Future survey and genetic research efforts may better resolve patterns of genetic diversity in the Mojave Desert, and refine our assessment of evolutionary hotspots. Our initial work was opportunistic, relying mainly on previously conducted population genetic and phylogeographic studies. Increasing genetic sampling of additional species representing different ecotypes or species guilds, and gathering genomic data representative of both functional and selectively neutral diversity could provide greater resolution of population-level patterns across the landscape, and determine whether the hotspots identified here are indicative of a wider range of species, and how well these reflect patterns of adaptive genetic diversity.
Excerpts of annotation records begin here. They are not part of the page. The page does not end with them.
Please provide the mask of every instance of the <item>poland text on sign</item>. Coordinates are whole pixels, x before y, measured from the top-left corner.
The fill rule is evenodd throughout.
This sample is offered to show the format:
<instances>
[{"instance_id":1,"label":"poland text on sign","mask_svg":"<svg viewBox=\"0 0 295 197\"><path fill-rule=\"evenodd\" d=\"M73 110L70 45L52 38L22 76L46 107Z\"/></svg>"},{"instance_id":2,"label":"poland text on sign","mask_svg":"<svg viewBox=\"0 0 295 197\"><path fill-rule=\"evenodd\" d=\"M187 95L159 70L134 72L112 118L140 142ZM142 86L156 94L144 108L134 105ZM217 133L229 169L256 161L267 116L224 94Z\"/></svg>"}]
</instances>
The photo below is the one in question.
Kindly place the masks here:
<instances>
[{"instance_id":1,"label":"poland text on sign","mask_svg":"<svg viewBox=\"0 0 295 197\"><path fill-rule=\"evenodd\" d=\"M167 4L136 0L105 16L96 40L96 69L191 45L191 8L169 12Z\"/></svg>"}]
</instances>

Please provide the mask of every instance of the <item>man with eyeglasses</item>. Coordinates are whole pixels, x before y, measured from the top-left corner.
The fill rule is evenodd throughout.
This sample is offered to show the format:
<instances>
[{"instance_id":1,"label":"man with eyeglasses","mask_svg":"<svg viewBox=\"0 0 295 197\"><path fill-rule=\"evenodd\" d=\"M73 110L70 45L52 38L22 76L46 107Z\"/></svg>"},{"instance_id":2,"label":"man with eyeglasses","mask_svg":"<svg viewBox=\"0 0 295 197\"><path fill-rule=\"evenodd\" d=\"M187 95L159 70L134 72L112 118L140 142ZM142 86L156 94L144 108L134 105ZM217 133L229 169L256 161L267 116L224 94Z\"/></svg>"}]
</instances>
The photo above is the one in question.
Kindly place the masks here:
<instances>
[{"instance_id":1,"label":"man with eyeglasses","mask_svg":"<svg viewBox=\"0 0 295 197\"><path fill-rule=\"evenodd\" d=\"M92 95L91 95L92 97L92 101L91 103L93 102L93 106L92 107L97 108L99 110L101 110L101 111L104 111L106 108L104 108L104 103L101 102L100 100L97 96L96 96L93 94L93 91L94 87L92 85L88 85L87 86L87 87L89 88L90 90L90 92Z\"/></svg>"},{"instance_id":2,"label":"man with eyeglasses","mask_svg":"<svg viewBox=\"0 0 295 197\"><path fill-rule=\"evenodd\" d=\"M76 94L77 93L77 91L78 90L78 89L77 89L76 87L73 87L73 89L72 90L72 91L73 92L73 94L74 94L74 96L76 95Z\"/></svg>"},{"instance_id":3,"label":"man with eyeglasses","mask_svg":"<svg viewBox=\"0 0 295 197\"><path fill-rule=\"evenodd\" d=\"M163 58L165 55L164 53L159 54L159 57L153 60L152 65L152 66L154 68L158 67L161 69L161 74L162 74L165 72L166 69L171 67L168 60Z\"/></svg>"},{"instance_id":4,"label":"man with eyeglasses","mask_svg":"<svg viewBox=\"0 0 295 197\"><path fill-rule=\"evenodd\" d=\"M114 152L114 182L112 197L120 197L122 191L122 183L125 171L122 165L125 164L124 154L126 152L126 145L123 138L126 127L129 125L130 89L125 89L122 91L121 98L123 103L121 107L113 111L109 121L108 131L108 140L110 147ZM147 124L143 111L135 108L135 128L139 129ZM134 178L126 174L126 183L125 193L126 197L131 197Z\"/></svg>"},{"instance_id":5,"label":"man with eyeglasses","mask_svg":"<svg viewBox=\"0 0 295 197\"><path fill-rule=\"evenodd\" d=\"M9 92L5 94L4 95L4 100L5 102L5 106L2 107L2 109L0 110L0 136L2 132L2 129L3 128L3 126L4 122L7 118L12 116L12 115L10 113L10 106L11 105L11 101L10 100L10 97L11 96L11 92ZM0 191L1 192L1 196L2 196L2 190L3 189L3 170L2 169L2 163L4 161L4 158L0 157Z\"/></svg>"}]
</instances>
The lack of coverage in the northern Mojave represents a significant data gap. Because hotspots tend to occur at ecotones, the northern transition between the Mojave and Great Basin may also retain high genetic diversity. This region may be particularly important if climate change results in northward range shifts for some species [
126,
127]. Finally, focused surveys aimed at determining population status, fine-scale habitat suitability, and movement corridors within identified hotspot regions could further assess the potential site-specific impacts of USRED and other development to wildlife populations in these regions.